The need for storing energy arises in particular from the progressively growing proportion of power plants operating in the renewable energies sector. Here, the aim of the energy storage is to make it possible to make the power plants with renewable energies usable in power transmission networks such that energy generated using renewables can also be made use of in a time-offset manner, in order thereby to save on fossil fuels and thus reduce CO₂ emissions. The present invention relates to an energy storage installation with open charging circuit for storing seasonally occurring excess electrical energy.

BACKGROUND OF INVENTION

US 2010/0257862 A1 describes a principle of a known energy storage installation, in which use is made of a piston-type machine. From U.S. Pat. No. 5,436,508, it is furthermore known that, by means of energy storage installations for storing thermal energy, it is also possible to temporarily store overcapacities that arise during the use of wind energy for producing electrical current.

During the charging of the accumulator, such energy stores convert electrical energy into thermal energy and store the thermal energy. During the discharging process, the thermal energy is converted back into electrical energy.

Owing to the time period that has to be bridged by an energy store, that is to say the time over which energy is stored into and released from the energy store, and owing to the power that must be stored, correspondingly high demands are placed on the dimensions of thermal energy stores. Thermal energy stores can thus be very expensive in terms of purchase costs simply owing to the structural size. If the energy store is furthermore of complex design, or the actual energy storage medium is expensive in terms of production costs or cumbersome in terms of operation, the purchase and operating costs for a thermal energy store can quickly call into question the economic viability of the energy storage.

Owing to the often low thermal conductivity of the expensive storage materials, the heat exchanger surfaces must often be designed to be very large. The large number and the length of heat exchanger pipes can in this case lead to a significant rise in costs of the heat exchanger, which costs can no longer be compensated by an inexpensive storage material.

Until now, in order to replace large heat exchangers, heat exchangers have been designed on the basis of relatively inexpensive materials, primarily in the form of heat exchangers for a direct exchange of heat between the heat carrier, for example air, and the storage material, such as for example sand or gravel.
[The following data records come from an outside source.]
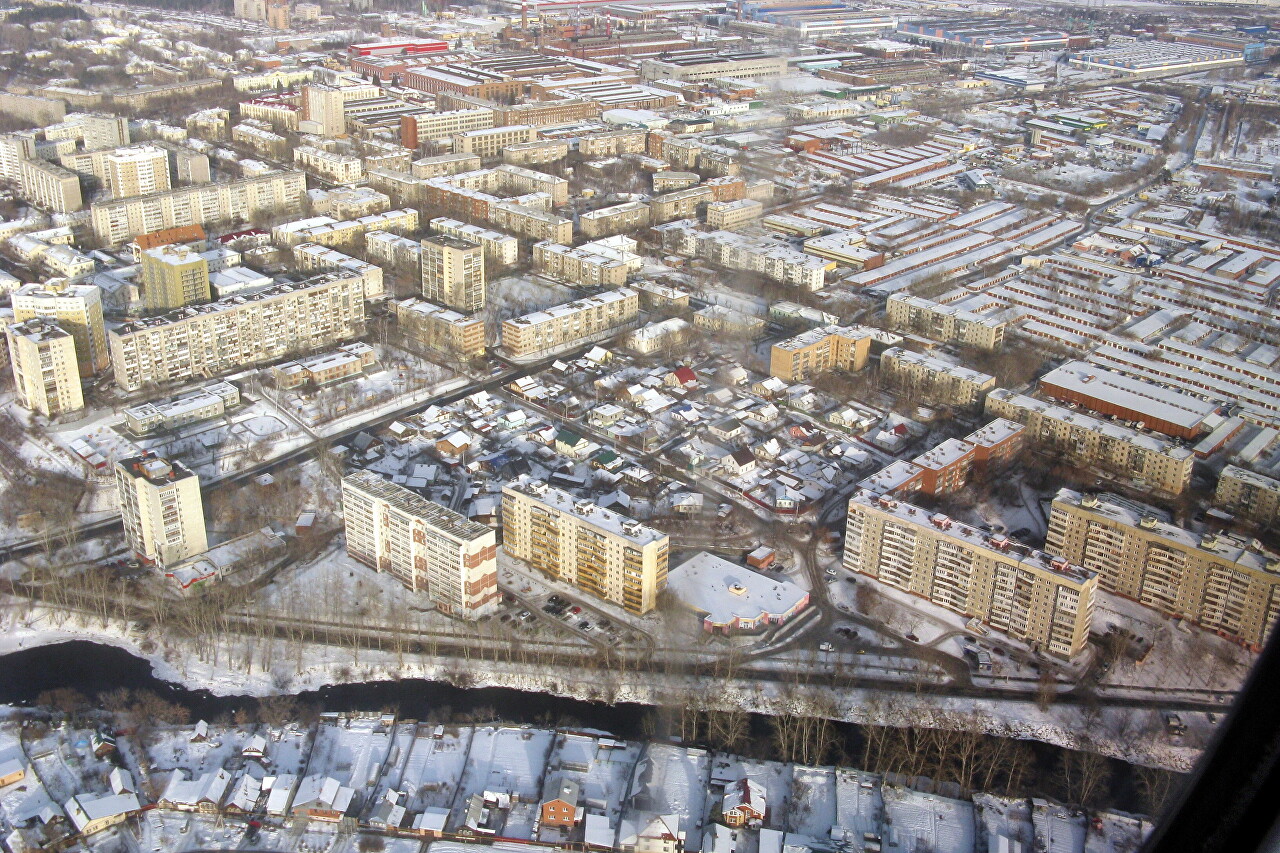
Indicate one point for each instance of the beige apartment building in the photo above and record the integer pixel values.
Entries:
(563, 325)
(50, 187)
(444, 165)
(1219, 582)
(1248, 496)
(1041, 600)
(1109, 446)
(604, 263)
(832, 347)
(499, 250)
(938, 382)
(489, 142)
(275, 192)
(42, 357)
(329, 165)
(160, 505)
(202, 341)
(76, 309)
(137, 170)
(442, 329)
(615, 219)
(607, 555)
(681, 204)
(945, 323)
(453, 273)
(425, 546)
(172, 277)
(734, 214)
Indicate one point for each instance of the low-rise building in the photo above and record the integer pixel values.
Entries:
(732, 600)
(563, 325)
(936, 381)
(821, 350)
(1115, 448)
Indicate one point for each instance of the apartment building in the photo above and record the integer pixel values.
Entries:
(1221, 583)
(1248, 496)
(489, 142)
(603, 263)
(615, 219)
(311, 256)
(945, 323)
(444, 165)
(337, 168)
(1041, 600)
(499, 250)
(160, 505)
(734, 214)
(453, 273)
(607, 555)
(49, 186)
(681, 204)
(137, 170)
(42, 357)
(172, 277)
(425, 546)
(202, 404)
(1114, 448)
(563, 325)
(938, 382)
(539, 153)
(238, 332)
(76, 309)
(832, 347)
(275, 192)
(442, 329)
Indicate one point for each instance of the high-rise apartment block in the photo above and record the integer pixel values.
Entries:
(201, 341)
(137, 170)
(42, 357)
(1042, 600)
(164, 518)
(453, 273)
(172, 277)
(1225, 584)
(76, 309)
(327, 108)
(277, 192)
(425, 546)
(50, 187)
(611, 556)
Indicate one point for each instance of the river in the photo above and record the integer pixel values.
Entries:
(94, 669)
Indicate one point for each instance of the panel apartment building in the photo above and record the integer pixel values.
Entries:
(164, 518)
(604, 553)
(118, 220)
(1223, 583)
(202, 341)
(1034, 597)
(425, 546)
(832, 347)
(1118, 450)
(577, 322)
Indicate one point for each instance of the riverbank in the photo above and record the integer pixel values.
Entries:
(1134, 735)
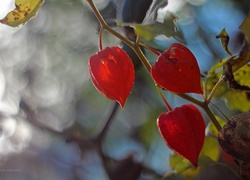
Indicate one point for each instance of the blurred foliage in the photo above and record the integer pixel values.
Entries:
(24, 11)
(45, 65)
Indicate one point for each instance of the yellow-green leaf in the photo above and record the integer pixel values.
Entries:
(212, 129)
(167, 28)
(24, 11)
(210, 149)
(245, 26)
(235, 99)
(224, 39)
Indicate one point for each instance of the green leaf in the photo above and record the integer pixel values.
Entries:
(245, 26)
(212, 129)
(167, 28)
(236, 99)
(24, 11)
(224, 39)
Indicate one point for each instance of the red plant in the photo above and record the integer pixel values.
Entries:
(183, 129)
(112, 73)
(177, 70)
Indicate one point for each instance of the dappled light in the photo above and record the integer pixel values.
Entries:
(52, 119)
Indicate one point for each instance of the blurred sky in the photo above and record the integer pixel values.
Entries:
(45, 64)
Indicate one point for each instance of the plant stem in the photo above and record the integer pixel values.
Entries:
(165, 101)
(211, 116)
(105, 25)
(214, 89)
(135, 46)
(104, 129)
(100, 38)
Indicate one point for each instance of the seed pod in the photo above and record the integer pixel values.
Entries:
(234, 137)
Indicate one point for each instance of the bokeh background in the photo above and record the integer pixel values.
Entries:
(46, 94)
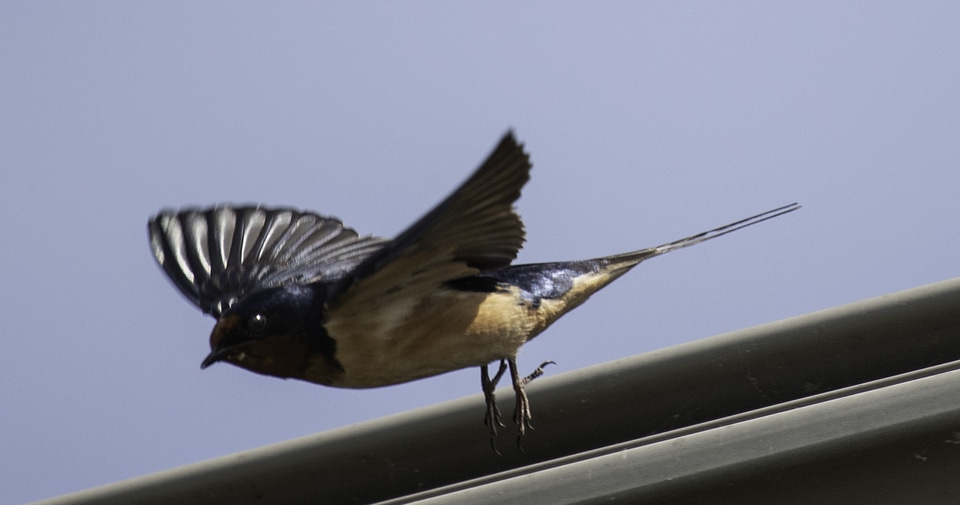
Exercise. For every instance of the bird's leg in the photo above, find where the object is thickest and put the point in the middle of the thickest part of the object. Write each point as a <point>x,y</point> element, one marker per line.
<point>538,372</point>
<point>492,416</point>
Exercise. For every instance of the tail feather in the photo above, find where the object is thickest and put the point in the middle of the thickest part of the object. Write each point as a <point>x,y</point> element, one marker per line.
<point>619,264</point>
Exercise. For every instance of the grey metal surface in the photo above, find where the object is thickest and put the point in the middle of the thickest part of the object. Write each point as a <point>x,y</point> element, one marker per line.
<point>898,444</point>
<point>662,401</point>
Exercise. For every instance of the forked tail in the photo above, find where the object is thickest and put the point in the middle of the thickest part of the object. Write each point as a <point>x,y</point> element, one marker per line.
<point>618,264</point>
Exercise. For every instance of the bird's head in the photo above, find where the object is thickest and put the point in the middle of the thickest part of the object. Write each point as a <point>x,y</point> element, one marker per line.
<point>276,331</point>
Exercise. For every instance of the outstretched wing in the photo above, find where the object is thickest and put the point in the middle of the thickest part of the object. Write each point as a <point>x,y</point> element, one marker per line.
<point>217,255</point>
<point>473,230</point>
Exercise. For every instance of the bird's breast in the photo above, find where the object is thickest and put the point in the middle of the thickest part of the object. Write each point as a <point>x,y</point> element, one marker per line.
<point>445,330</point>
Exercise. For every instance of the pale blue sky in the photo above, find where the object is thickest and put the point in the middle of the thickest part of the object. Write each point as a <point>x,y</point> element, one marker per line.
<point>646,122</point>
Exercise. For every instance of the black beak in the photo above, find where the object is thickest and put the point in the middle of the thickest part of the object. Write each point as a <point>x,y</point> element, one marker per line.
<point>214,356</point>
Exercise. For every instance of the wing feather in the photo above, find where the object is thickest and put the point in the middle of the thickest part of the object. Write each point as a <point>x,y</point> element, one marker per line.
<point>216,255</point>
<point>474,229</point>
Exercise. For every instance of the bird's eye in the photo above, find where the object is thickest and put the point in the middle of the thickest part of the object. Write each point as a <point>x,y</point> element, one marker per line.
<point>257,323</point>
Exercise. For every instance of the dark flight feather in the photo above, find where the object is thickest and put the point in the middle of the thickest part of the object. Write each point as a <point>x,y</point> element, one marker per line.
<point>217,255</point>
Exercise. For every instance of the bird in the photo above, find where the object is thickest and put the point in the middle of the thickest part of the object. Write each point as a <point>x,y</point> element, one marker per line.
<point>299,295</point>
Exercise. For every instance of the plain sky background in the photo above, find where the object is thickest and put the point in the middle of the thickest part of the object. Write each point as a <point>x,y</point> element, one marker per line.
<point>646,122</point>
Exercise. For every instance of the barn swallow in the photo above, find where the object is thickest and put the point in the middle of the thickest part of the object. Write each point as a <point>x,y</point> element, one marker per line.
<point>299,295</point>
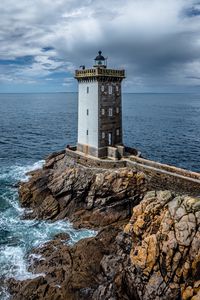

The fluidized bed technique known in principle in the art has not hitherto been implemented on a scale that would be required for seasonal storage of excess renewable energy. A direct exchange of heat furthermore entails relatively complicated handling of the solid matter, which is not economical for a large store.

As heat carrier medium, use is made of a working gas, for example air. The working gas may in this case be conducted optionally in a closed or an open charging circuit or auxiliary circuit.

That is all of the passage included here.